There is now good evidence that muscle carnosine can be increased substantially (40-50%) after prolonged ß-alanine supplementation (~3–6 g of ß-alanine per day for 4–8 wk; Derave et al., 2010; Harris et al. 2006). Moreover, the subsequent loss of skeletal muscle carnosine following ß-alanine supplementation is very slow, with studies suggesting that it may take 10-15 wk to return to baseline levels after cessation of successful supplementation (Baguet et al., 2009; Stellingwerff et al., 2012). ß-alanine supplementation in doses greater than 10 mg/kg BM can lead to a short period of paraesthesia (flushing and a prickling sensation on the skin) but recent ‘slow-release’ supplements have largely overcome these unpleasant side-effects.

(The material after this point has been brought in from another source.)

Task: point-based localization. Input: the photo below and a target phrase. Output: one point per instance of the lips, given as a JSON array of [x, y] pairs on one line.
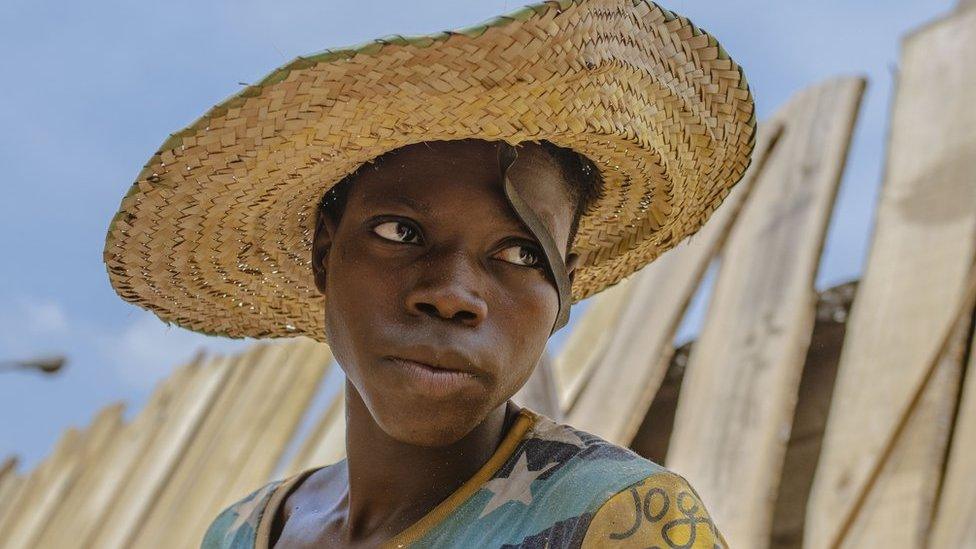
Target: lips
[[444, 378]]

Effects of increasing muscle carnosine on performance

In one of the earlier studies in this field, Suzuki et al. (2002) reported that 30-s Wingate test performance was correlated with initial muscle carnosine content. A later study showed that four weeks of ß-alanine supplementation reduced the decline of blood pH during intense exercise (Baguet et al., 2010). Although not a universal finding, some studies have demonstrated significant benefits of ß-alanine supplementation for high-intensity performance during cycling, rowing and knee-extension exercise (Artioli et al., 2010; Derave et al., 2010). However, in one of the few studies which investigated the effects on actual athletic performance, Derave et al. (2007) found no difference in 400 m sprint performance following ß-alanine compared to placebo supplementation. Also, a recent study found that ß-alanine supplementation alone did not enhance performance in a cycle time trial compared to combined supplementation with ß-alanine and sodium bicarbonate (Bellinger et al., 2012). Overall, however, it appears that dietary supplementation with 3–6 g ß-alanine day for between 4-8 wk will increase muscle carnosine by about 40–50% and that the associated enhancement of intracellular buffering may improve high-intensity exercise performance in events lasting 1-6 min. A recent meta-analysis concluded that supplementation with a total of 179 g ß-alanine (the median across the studies considered) would result in a median improvement in performance of 2.85% compared to a placebo (Hobson et al., 2012). The meta-analysis also showed that ß-alanine was not significantly performance-enhancing for events lasting less than 60 s, but was ergogenic in events lasting 60-240 s with effects being less pronounced for exercise of durations longer than 240 s. Further research is required to ascertain whether ß-alanine might enhance performance in shorter sprint/power events, longer-term endurance events or intermittent exercise.

Practical Recommendations

  • Athletes wishing to explore the ergogenic potential of sodium bicarbonate supplementation may be advised to consume 300 mg per kg body mass (i.e., approximately 20 g sodium bicarbonate for an athlete weighing 70 kg) 1-2 hours prior to exercise.
  • Spreading the bicarbonate load over a period of 30-60 min, with plenty of fluids and perhaps a light carbohydrate-based meal, may ameliorate the likelihood of adverse gastrointestinal effects.
  • Athletes wishing to explore the ergogenic potential of ß-alanine supplementation may be advised to consume 4-6 g per day of ß-alanine, divided into 6–8 equal doses throughout the day, for 4-6 weeks.

Summary

There is reasonable evidence that bicarbonate supplementation can enhance performance in a variety of sports events. However, it is incumbent on athletes who are interested in exploring the ergogenic potential of bicarbonate to practice with it in order to maximise benefit and minimise risk. There is also evidence that ß-alanine supplementation can increase muscle carnosine and improve performance during high-intensity exercise. Since bicarbonate and ß-alanine enhance extracellular and intracellular buffering capacity, respectively, the physiological and performance benefits should theoretically be additive. It is important to recognise that, in the ‘real-world’, athletes may combine supplements and it is presently not known whether bicarbonate or ß-alanine supplementation is effective when combined with, for example, caffeine, nitrate, or creatine. There is a need for future studies to examine the extent to which these supplements interact in affecting performance.